Un tipo extraordinario, en el sentido literal, no hay tipos como él. Mario Wainfeld conjugaba en sí mismo a la “gente de a pie” y al “politólogo sueco”, y no eran imposturas ni caras opuestas, era genuinamente así, simultáneamente así. Tenía la sofisticación intelectual del que parece haberse “leído todo” (como escribió él mismo cuando falleció su amigo Horacio González) y, a la vez, la humildad y la calle del tipo de barrio, “Mario de Palermo”. Con esas herramientas pensó e hizo pensar, durante años, sobre la Argentina que le tocó vivir, con una mirada micro y macro a la vez, capaz de reflexionar sobre el presente pero enclavado en una historia larga. Si había un acto con movilización a la Plaza de Mayo, él miraba el escenario y también las caras de “los nadies”. Humildad y generosidad, sí, mucha, pero sobre todo empatía. Incluso con quienes estaba en desacuerdo: si discutía, discutía siempre con la mejor versión del contendiente.
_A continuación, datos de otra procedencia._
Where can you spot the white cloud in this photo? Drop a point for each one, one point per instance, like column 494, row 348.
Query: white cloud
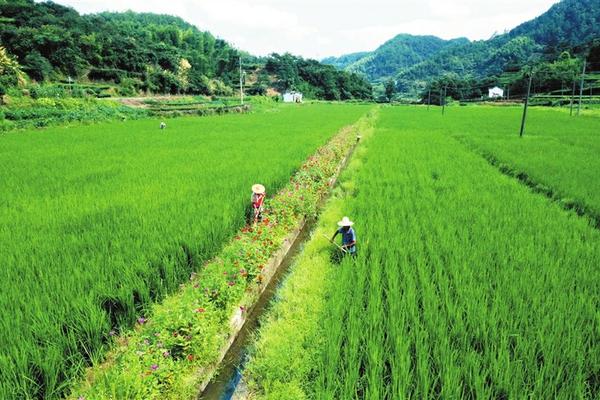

Cada texto que escribió reservaba un hallazgo e intentaba infundir una esperanza, con un lenguaje propio, inconfundible e inimitable, una mezcla tan particular, tan peculiar del habla coloquial, el ensayo sociológico y la jerga del que estudió Derecho. Cuando hablaba, en el amable titubeo de sus palabras se escuchaba cómo estaba pensando, cómo operaba la deslumbrante sala de máquinas de su cabeza. Sus lectores y sus oyentes lo sabrán. Tenía la querible desprolijidad del que no tiene tiempo para perder en minucias, y si siempre había una sonrisa latente en su boca, siempre le sacaba una sonrisa a su interlocutor: encontraba al humor a donde fuera, porque lo estaba buscando todo el tiempo.

Gracias por tanto, Mario querido, y perdón por estas líneas apuradas y tristes. Dejás la vara muy alta como periodista, mucho más todavía como persona. Haremos lo posible, pero no será fácil sin vos ahí. 

Un abrazo de gol, de River, por supuesto.